Die OECD unterstreicht mit einer Reihe aktueller Veröffentlichungen ihre Rolle als zentraler Impulsgeber für nachhaltige Politik weltweit. Von Österreichs Haushaltsdefizit bis zum Wohlbefinden von Kindern liefert die Organisation maßgeschneiderte Analysen.

Der am 19. März veröffentlichte Wirtschaftsbericht für Österreich 2026 stellt klare Prioritäten: Die Verringerung des Haushaltsdefizits, die Bewältigung des demografischen Wandels und mehr Unternehmensdynamik sind laut OECD entscheidend, um Wachstum und öffentliche Finanzen nachhaltig zu festigen. Solche länderspezifischen Empfehlungen sind typisch für den Ansatz der Organisation – evidenzbasierte Politikberatung, die Regierungen bei komplexen Reformen unterstützen soll.

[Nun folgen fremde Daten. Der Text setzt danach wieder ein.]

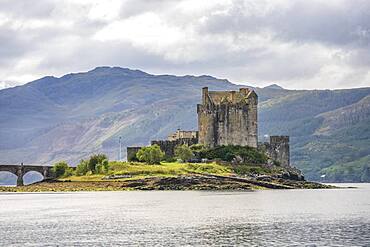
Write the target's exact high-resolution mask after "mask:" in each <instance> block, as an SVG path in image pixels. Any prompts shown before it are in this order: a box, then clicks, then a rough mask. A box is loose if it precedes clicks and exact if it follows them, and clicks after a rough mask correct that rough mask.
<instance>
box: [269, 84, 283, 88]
mask: <svg viewBox="0 0 370 247" xmlns="http://www.w3.org/2000/svg"><path fill="white" fill-rule="evenodd" d="M264 88H266V89H284V88H283V87H281V86H279V85H278V84H271V85H268V86H266V87H264Z"/></svg>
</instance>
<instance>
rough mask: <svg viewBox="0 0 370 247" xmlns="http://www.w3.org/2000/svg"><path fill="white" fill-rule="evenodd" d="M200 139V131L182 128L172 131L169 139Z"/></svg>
mask: <svg viewBox="0 0 370 247" xmlns="http://www.w3.org/2000/svg"><path fill="white" fill-rule="evenodd" d="M184 138H185V139H194V138H196V139H198V131H194V130H180V129H177V130H176V132H175V133H172V134H170V135H169V136H168V138H167V140H169V141H175V140H178V139H184Z"/></svg>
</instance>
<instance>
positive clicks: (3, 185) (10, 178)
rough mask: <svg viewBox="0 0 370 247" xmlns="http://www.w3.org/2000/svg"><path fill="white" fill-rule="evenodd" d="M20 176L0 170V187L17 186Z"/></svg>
mask: <svg viewBox="0 0 370 247" xmlns="http://www.w3.org/2000/svg"><path fill="white" fill-rule="evenodd" d="M17 179H18V176H17V175H15V174H14V173H13V172H9V171H2V170H0V186H1V185H3V186H4V185H6V186H7V185H16V184H17Z"/></svg>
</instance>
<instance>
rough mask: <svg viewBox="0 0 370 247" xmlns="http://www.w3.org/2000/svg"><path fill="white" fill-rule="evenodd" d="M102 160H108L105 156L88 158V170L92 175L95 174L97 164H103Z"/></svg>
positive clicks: (92, 156) (102, 161) (102, 154)
mask: <svg viewBox="0 0 370 247" xmlns="http://www.w3.org/2000/svg"><path fill="white" fill-rule="evenodd" d="M104 160H108V157H107V156H106V155H105V154H94V155H92V156H90V159H89V163H88V169H89V171H91V172H92V173H96V167H97V165H98V164H103V161H104Z"/></svg>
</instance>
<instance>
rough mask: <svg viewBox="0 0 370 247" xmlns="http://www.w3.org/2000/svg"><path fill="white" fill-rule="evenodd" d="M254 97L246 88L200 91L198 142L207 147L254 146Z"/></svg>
mask: <svg viewBox="0 0 370 247" xmlns="http://www.w3.org/2000/svg"><path fill="white" fill-rule="evenodd" d="M257 104H258V97H257V94H256V93H255V92H254V91H253V90H250V89H248V88H241V89H240V90H239V92H236V91H208V88H207V87H205V88H203V91H202V104H198V105H197V113H198V131H199V143H200V144H203V145H205V146H209V147H215V146H219V145H241V146H251V147H257V143H258V139H257Z"/></svg>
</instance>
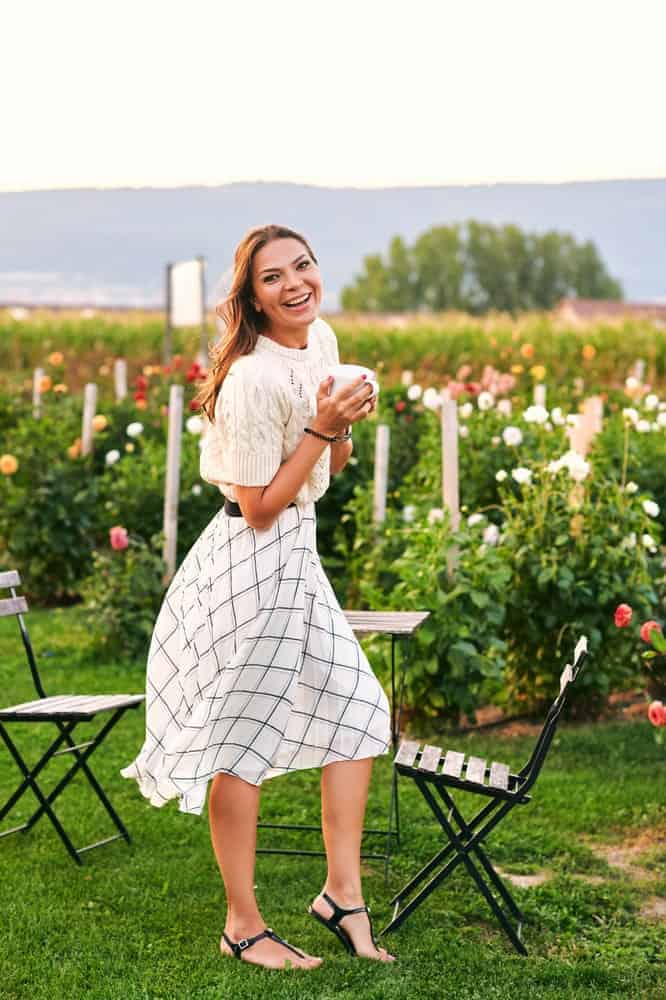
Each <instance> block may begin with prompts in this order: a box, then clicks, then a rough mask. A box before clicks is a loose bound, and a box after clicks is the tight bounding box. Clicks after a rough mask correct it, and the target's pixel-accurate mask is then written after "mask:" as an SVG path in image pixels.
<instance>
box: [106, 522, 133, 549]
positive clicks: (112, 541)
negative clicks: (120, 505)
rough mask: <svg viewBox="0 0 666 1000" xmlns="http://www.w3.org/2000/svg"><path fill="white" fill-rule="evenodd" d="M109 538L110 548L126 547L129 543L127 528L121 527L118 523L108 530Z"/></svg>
mask: <svg viewBox="0 0 666 1000" xmlns="http://www.w3.org/2000/svg"><path fill="white" fill-rule="evenodd" d="M109 539H110V541H111V548H112V549H116V551H120V550H121V549H126V548H127V546H128V545H129V539H128V537H127V529H126V528H121V527H120V525H116V526H115V527H114V528H111V531H110V532H109Z"/></svg>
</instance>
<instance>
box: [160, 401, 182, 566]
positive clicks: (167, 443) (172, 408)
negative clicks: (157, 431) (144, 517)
mask: <svg viewBox="0 0 666 1000" xmlns="http://www.w3.org/2000/svg"><path fill="white" fill-rule="evenodd" d="M182 433H183V387H182V385H172V386H171V388H170V390H169V430H168V437H167V468H166V489H165V493H164V561H165V563H166V574H165V577H164V581H163V582H164V583H168V582H169V580H170V579H171V577H172V576H173V575H174V573H175V572H176V543H177V541H178V495H179V491H180V445H181V438H182Z"/></svg>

Kampf gegen Korruption als Fundament des Vertrauens

Am 24. März folgt die Vorstellung des Anti-Korruptions- und Integritätsausblicks 2026. Diese zweite Ausgabe des Berichts bekräftigt das Engagement der OECD für gute Regierungsführung. Korruptionsbekämpfung gilt hier als Grundpfeiler für funktionierende Institutionen und faire Wettbewerbsbedingungen. Die zentrale Frage: Wie können Länder ihre Integritätssysteme so stärken, dass öffentliche Gelder tatsächlich dem Gemeinwohl dienen?

Wohlbefinden von Kindern im Fokus

Ein dritter Schwerpunkt liegt auf dem sozialen Fortschritt jenseits ökonomischer Kennzahlen. Eine neue Publikation zur Messung des subjektiven Wohlbefindens von Kindern, veröffentlicht am 20. März, verdeutlicht diesen Ansatz. Die OECD betont seit langem, dass das Bruttoinlandsprodukt allein kein umfassendes Bild der Lebensqualität liefert. Ihr eigenes OECD Well-being Framework soll helfen, politikrelevante Erkenntnisse zu gewinnen. Die Logik: Wer versteht, wie es Kindern wirklich geht, kann früher gegen soziale Ungleichheiten vorgehen und das Potenzial künftiger Generationen fördern.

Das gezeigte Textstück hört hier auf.